Tout un chemin à parcourir alors, entre réaliser la chose et l’assumer complètement. Je vais dire un lieu commun : c’est la société qui d’abord nous renvoie ce que nous sommes, c’est à nous après de construire notre identité. Être homo, c’est une orientation sexuelle, d’accord, qui influence forcément notre vie, mais parler d’homosexualité, c’est aussi défendre l’idée de liberté et de tolérance.

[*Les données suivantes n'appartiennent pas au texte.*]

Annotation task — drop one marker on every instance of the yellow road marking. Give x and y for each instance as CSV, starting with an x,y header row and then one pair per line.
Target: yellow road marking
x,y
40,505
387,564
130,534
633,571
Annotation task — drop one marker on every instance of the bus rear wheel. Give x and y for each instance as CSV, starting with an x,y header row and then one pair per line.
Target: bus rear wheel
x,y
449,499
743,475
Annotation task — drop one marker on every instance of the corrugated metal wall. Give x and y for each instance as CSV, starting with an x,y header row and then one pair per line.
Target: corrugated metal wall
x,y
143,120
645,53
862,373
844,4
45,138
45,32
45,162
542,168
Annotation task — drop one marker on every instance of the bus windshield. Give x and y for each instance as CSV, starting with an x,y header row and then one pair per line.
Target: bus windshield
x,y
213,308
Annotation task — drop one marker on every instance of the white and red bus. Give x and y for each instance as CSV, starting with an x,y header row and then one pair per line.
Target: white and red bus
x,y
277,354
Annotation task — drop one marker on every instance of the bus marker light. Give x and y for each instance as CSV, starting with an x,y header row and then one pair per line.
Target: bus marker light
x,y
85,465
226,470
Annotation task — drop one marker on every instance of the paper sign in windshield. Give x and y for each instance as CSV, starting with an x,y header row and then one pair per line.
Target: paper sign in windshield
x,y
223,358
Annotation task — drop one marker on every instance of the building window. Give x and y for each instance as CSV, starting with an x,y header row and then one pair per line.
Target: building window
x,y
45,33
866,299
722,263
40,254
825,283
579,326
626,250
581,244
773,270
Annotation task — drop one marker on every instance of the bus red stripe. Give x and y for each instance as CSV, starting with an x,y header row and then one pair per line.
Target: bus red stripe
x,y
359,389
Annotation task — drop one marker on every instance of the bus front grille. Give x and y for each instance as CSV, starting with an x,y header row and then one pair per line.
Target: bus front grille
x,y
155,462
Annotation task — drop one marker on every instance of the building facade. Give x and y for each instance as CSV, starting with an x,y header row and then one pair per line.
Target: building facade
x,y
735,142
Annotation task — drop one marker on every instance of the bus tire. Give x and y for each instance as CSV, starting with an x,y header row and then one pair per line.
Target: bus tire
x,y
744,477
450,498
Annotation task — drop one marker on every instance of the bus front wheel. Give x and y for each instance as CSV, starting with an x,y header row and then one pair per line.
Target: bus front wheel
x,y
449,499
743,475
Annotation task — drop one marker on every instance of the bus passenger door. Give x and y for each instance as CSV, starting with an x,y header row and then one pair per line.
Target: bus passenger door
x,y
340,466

On dit « cette personne est homo », mais ce n’est qu’une ébauche de ce qu’elle est vraiment. Le désir est un des mystères de la vie.

Je veux donner une image androgyne de moi, mais quand on m’appelle « monsieur » cela m’irrite.
Je sens vivre en moi cette dualité, le masculin et le féminin, je sais, tout le monde a cette dualité à l’intérieur, mais là, c’est autrement ; se regarder dans un miroir et, au-delà de l’image, chercher notre moi. Le cheminement se fait au gré du temps.

Je suis ce que je suis avec mes désirs ; désir de plaire avec mon corps de femme, désir de plaire avec mon ambiguïté.

Je me souviens de ce jour où une amie, à Londres, décide de nous emmener dans une boîte de sa connaissance ; nous entrons, on nous salue, on nous demande de cocher dans une grille : femme, homme… je ne me rappelle plus des autres propositions ! Dans cette boîte, impossible de « catégoriser », c’était le désir profond à l’état brut. Chacun exprimait son être. Moi-même, je n’avais plus de repère, je me souviens être allée dans les toilettes pour femmes et là, deux superbes créatures qui avaient l’air d’être des femmes se regardaient dans la glace, je me retrouve au milieu des deux et là, j’avais l’impression d’être moins femmes qu’elles ???
De retour dans la boîte, je discute avec une amie de mon amie, cette personne a l’apparence d’une femme, mais est-ce un homme ? Une femme ? Une transsexuelle ? Un travesti ? je n’en sais rien, sauf que j’ai éprouvé un désir terrible pour cette personne.

Au-delà des apparences, nous sommes. Au-delà d’être homo, nous sommes.